Leading Randall, Rick pauses at the two dead uniforms to loot their gun belts. After accomplishing this, he pauses to look at them. Two guys in uniforms. Side by side. Like brothers. Together to the very end. Oh, Rick, you fucking moron.
Shane manages to get rid of another Walker using the blood and knife trick, but nearly loses his knife in the process this time. Worse, that door does not want to stay closed. Suddenly the car bursts through the front gate, with Rick leaning out the passenger side window with a gun, picking off a couple of the Walkers besieging the bus and yelling at Shane to run for the back door. Shane leaps straight from the emergency exit into the car's open back window as it pulls around behind the bus. Randall throws it into reverse, double-crushing the skull of a supine Walker in extreme close-up. Randall crashes through yet another section of fence and out onto the street, leaving a nice wide gap for the Walkers to pour through. Sure, they're 18.7 miles from the farm, but it's not like Walkers get tired. Randall is celebrating behind the wheel until Rick sobers him up by sticking the gun in his temple. Sorry, Randall, you're not in the gang yet.
Andrea comes running up to the house like she gives a shit about Beth, only to be met on the front porch by a seriously pissed-off Maggie and Lori. Andrea asks how bad it is, and Lori says it wasn't deep. Andrea actually has the stones to not only stand there and smile at Maggie about how this means Beth chose to live, she also tries to step around Maggie and into the house. Maggie hisses at Andrea to stay away, and never come inside the house again. Lori doesn't say anything in Andrea's defense, and who could blame her? Andrea walks away, looking wounded over how nobody seems to appreciate her tight reverse psychology. Lori tells Maggie she doesn't think Andrea was right, but Beth has made her choice. "She wants to live and now she knows it. And sometimes you have to cross the line." Maggie just grunts and walks inside, while Andrea marches back to her perch atop the RV. Where hopefully she will stay indefinitely.

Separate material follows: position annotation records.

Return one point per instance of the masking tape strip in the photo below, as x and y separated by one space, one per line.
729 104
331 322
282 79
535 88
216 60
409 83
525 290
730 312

Swerving tire tracks on the road indicate that Randall didn't give up the wheel without a fight, but now the car is stopped and he's back on the pavement where he belongs, the iPod now playing, ironically, "Driver's Seat" by Sniff 'N' the Tears. We watch from Randall's point of view as Rick bodily drags him over to the trunk and puts the hood back over his head before Shane shuts him in. The two of them lean against the back of the car, still encrusted in the blood of themselves, each other, and the undead, like the besties they'll always be, at least in Rick's addled mind. Rick tells Shane, "If you want to kill me, you're gonna have to do better then a wrench." Seriously, that's all? Rick admits that they're probably going to have to kill Randall, like Shane says. "But I am going to think about it a night. It can't be that easy killing someone. Killing anyone. You know that." And Rick thinks this why? What has Shane ever done to show Rick that he sees himself as anything other than the hero of a first-person shooter? Rick repeats, "That is my wife. That is my son. That is my child. If you're gonna be with us, you're gonna follow my lead. You're gonna trust me." For realsies this time, I suppose. Didn't they just have this conversation again, and won't they have it again the next time a moral dilemma comes up, and don't we all know Shane is going to do better than a wrench? Is Rick even going to ask Shane to say a single word to explain himself before welcoming him back into the fold? I guess not. "It's time for you to come back," Rick says, handing Shane a gun. They get back in the car and drive on. On the way back, Shane sees that same Walker, now on the other side of the road. And still he says nothing to Rick. So Shane hasn't changed at all. And why the hell would he? At the very least, Rick needs to confiscate that goddamn hair clipper that Shane's obviously still using on a daily basis.